Возле скромной стеллы с более чем скромной, в смысле: без упоминания, что в глубине этого холма надо рвом - останки евреев, мы из гвоздик выложили: 6 000 000. Гена Грубман прочел Кадыш. Потом читали стихи и произнесли подобающие месту речи.
Среди нас была пара провокаторов. У них ничего не вышло.
Слов нет, нам было не просто. И временами страшно, потому что мало, но сажали, не всех, но допрашивали в своих застенках, не у всех, но производили обыски... И под окнами шевелила антеной "волга". И начальник ОВИРа напускал на себя грозный вид. И докторам наук приходилось работать истопниками и лифтерами. И неопределенность ожидания давила. И некоторые валились с инфарктом.
Но собирались на еженедельные семинары. И читали лекции по еврейской тематике. И учили иврит. И все это вопреки запретам и угрозам типа "у нас на вас уже есть вот такая папка" или "голову оторву".
Ни диссиденты, ни отказники не представляли собой стройных колонн единомышленников и единоверцев, ровно подстриженных под единый ежик политических и нравственных принципов. Меня до сих пор смешит несколько раз повторенная при мне фраза одного отказника: Я сионист-коммунист. Алтунян, если не ошибаюсь, от социалистических иллюзий освободился только в лагере. Это нормально. Так и должно быть там, где нравственны не единомыслие, а свобода совести и идеалов.
Не говоря уже о том, что среди нас были и провокаторы, и стукачи-доносчики. Парадоскс в том, что КГБ играло в эту игру уже больше по инерции, чем всерьез. Провокации и доносы не давали никаких всходов. Машина работала на 90 процентов вхолостую. 10 (Я думаю, что на самом деле - гораздо меньше) процентов составляли те, кого удавалось выставить на спектаклях-"процессах" в качестве актеров-свидетелей. Или притащить на телевидение.
Уже будучи в Израиле, я увидел по советскому ТВ выступление одно чудесного, очень талантливого парня. Опустив глаза, он осуждал сионизм. А до этого активно боролся за выезд. Ну, что поделаешь? Не выдержал и упал на ринге. Позднее я встретил его в Израиле. Все равно он - в числе победителей.
То же было и среди диссидентов. Иные срывались, и они достойны жалости. Многие преувеличивали мощь державы, несокрушимость армии и всепроницаемость КГБ. Один майор уже перед нашим отъездом напомнил: не забывайте, что руки у нас длинные, так что вы там, на той столоне, не того... Нет, я его никуда не послал. Не удостоил.
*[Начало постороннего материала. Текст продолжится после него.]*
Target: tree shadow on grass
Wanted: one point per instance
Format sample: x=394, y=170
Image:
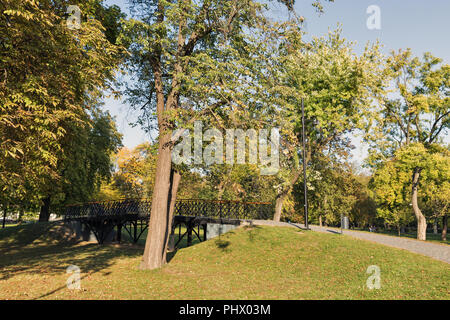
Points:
x=42, y=249
x=222, y=245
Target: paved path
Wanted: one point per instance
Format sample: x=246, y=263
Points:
x=434, y=250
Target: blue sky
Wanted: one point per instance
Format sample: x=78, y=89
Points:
x=417, y=24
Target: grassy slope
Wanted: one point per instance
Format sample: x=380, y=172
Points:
x=256, y=263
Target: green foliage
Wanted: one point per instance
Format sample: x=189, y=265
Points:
x=392, y=182
x=50, y=76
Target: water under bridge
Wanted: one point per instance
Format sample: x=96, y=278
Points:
x=108, y=218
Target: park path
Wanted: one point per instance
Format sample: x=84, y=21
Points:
x=434, y=250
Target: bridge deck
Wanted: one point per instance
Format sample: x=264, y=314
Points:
x=133, y=215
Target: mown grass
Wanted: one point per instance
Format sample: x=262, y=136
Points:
x=413, y=235
x=247, y=263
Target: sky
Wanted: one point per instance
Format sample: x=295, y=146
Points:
x=417, y=24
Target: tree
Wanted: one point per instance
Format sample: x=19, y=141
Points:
x=395, y=186
x=192, y=61
x=336, y=87
x=50, y=76
x=417, y=113
x=135, y=173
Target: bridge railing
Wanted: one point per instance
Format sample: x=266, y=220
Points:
x=222, y=209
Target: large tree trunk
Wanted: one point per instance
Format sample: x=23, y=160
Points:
x=21, y=212
x=279, y=207
x=444, y=228
x=421, y=221
x=44, y=215
x=435, y=227
x=5, y=209
x=175, y=178
x=155, y=245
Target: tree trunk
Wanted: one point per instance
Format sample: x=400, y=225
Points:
x=44, y=215
x=5, y=208
x=279, y=207
x=421, y=221
x=444, y=228
x=155, y=245
x=175, y=178
x=21, y=211
x=435, y=227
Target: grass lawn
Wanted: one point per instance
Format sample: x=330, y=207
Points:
x=248, y=263
x=413, y=235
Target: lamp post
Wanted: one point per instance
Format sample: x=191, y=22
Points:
x=304, y=168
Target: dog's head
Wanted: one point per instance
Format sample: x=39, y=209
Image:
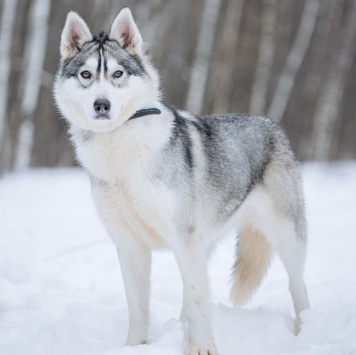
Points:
x=104, y=79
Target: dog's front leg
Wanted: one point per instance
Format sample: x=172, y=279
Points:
x=192, y=263
x=135, y=261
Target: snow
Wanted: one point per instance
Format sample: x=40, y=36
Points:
x=61, y=290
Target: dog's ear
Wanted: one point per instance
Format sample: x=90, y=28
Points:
x=125, y=32
x=74, y=35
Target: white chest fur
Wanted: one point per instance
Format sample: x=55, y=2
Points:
x=129, y=198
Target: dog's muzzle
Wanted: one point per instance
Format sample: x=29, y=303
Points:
x=102, y=108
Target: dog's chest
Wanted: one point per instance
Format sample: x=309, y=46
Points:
x=138, y=208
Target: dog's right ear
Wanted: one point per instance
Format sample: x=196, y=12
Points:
x=75, y=34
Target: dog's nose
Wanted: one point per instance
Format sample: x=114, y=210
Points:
x=102, y=106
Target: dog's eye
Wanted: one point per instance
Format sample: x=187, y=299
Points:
x=85, y=74
x=117, y=74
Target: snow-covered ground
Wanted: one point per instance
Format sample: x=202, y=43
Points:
x=61, y=290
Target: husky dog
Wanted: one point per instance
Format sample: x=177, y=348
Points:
x=166, y=178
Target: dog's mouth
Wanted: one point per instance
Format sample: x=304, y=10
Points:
x=103, y=117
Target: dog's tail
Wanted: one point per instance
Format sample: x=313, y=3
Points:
x=253, y=257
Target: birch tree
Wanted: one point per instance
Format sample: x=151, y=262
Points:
x=6, y=38
x=200, y=67
x=265, y=58
x=33, y=68
x=294, y=60
x=329, y=101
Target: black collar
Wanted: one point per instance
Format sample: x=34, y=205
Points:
x=145, y=112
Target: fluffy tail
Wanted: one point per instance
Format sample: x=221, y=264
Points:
x=253, y=257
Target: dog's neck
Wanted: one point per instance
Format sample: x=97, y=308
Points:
x=145, y=112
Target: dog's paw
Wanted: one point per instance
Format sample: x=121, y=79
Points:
x=136, y=336
x=203, y=350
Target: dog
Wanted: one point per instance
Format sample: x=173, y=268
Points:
x=166, y=178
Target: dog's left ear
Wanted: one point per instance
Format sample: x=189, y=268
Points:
x=74, y=35
x=125, y=32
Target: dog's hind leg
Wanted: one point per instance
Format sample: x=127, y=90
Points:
x=135, y=262
x=253, y=257
x=292, y=251
x=192, y=261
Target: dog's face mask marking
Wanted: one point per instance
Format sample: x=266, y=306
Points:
x=102, y=78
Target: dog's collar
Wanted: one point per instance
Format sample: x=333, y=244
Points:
x=145, y=112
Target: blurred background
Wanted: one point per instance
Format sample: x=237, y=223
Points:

Ясно, что наши противники были в те годы гораздо слабее, чем нам тогда казалось. Они наносили последние, уже не наступательные, а только оборонительные удары. Но ударяли. И временами больно. И даже если не лагерем, а "только лишь" десятилетним отказом, то это ли не значило вырвать человека на время отсидки и отказа из жизни, и это ли не было ударом? А многие из нас вышли из схватки больными, инвалидами. Были и такие, которых не мешало бы помянуть особо: не дожили до выхода из туннеля на свет.
***
Невероятно важно, чтобы эта борьба и эти бои не были забыты. Оставим в стороне реальные результаты ударов , которые мы нанесли по красному дракону и не станем обсуждать то, что подсчитать невозможно: размеры ущерба, который советская власть понесла от диссидентов и отказников. Важно то, что наши цели и наша совместная борьба за права человека были и должны служить другим тем нравственным образцом, в котором и современный нам мир тоже очень нуждается.